Obligation de cotisation

La direction de Coca-Cola Entreprise a, par exemple, considéré qu'il lui revenait de contribuer, mais aussi de contraindre tous les salariés à cotiser pour leur retraite. Avec les partenaires sociaux, elle a choisi un régime à cotisations définies pour l'ensemble de l'effectif, issu de la transformation d'un régime à prestations définies (art. 39) pour les seuls cadres (lire Entreprise & Carrières n° 780). Même si les cotisations employeur et salarié sont différentes pour les cadres et les non-cadres. Par ailleurs, l'entreprise a lancé un Perco où, pour les trois premières années, de 2005 à 2007, les abondements sont dégressifs de 200 % pour 100 euros à 10 % sur 1 000 euros, sans compter un montant fixe de 198 euros par salarié.

Autre population désormais sensible aux dispositifs d'épargne retraite : les fonctionnaires et assimilés, dont la durée de cotisation et les règles de calcul des pensions ont été modifiées.

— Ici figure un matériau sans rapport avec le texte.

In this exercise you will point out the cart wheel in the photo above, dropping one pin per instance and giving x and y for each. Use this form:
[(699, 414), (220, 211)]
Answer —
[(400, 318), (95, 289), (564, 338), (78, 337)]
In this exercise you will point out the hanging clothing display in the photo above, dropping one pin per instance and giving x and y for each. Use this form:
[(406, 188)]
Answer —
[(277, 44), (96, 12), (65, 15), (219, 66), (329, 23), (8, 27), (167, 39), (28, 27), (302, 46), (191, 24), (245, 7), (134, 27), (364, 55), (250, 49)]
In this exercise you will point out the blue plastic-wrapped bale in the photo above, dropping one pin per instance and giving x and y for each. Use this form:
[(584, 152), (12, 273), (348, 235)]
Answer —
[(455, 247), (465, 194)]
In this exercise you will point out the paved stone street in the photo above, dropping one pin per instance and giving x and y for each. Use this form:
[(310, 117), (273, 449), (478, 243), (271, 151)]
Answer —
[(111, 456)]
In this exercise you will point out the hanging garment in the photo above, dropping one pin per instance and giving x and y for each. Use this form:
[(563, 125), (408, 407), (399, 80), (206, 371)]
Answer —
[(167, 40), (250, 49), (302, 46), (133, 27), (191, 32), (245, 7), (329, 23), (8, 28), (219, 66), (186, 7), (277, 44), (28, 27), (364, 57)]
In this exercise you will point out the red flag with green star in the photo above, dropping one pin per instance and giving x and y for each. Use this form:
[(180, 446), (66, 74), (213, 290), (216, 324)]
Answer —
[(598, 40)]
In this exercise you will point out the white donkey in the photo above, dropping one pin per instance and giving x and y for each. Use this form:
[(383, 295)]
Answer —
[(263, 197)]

La Caisse des dépôts réfléchit, par exemple, à la mise en oeuvre d'une épargne salariale retraite. Rendue accessible aux fonctionnaires par la loi de régulation des activités postales du 20 mai 2005, l'épargne salariale vient de faire son entrée à La Poste, qui a même, dès le départ, doublé la mise, ajoutant un Perco à son plan d'épargne groupe (PEG) pour les 300 000 postiers, dont 200 000 fonctionnaires. Même si, pour le coup, les cadres les mieux payés, population à fidéliser, seront susceptibles d'aller chercher les niveaux d'abondement maximaux (lire p. 34).

Des PME encore timides

Cet élargissement des dispositifs de retraite à des populations de plus en plus diversifiées reste bien sûr freiné par la timidité des PME. Mais la loi sur la participation et l'épargne salariale, signée en décembre dernier, devrait alimenter la négociation dans des entreprises de plus en plus nombreuses. Elle précise, notamment, que les accords de participation devront s'accompagner d'un PEE pour permettre d'y investir les primes générées, et que toute entreprise disposant d'un PEE depuis au moins cinq ans devra entamer une négociation sur un dispositif de retraite.

L'essentiel

1 Quatre ans après la réforme Fillon, les grandes entreprises veulent élaborer des politiques de retraites pour tous leurs salariés.

2 Après avoir souvent traité d'urgence la situation des cadres, plus affectés par la dégradation des régimes de retraite, elles élargissent le spectre, vers les Oetam et les plus jeunes.

3 Les Perco, ouverts à tous, sont souvent privilégiés, mais dans ce cas, les politiques d'abondement sont déterminantes pour les salariés ayant de faibles capacités d'épargne.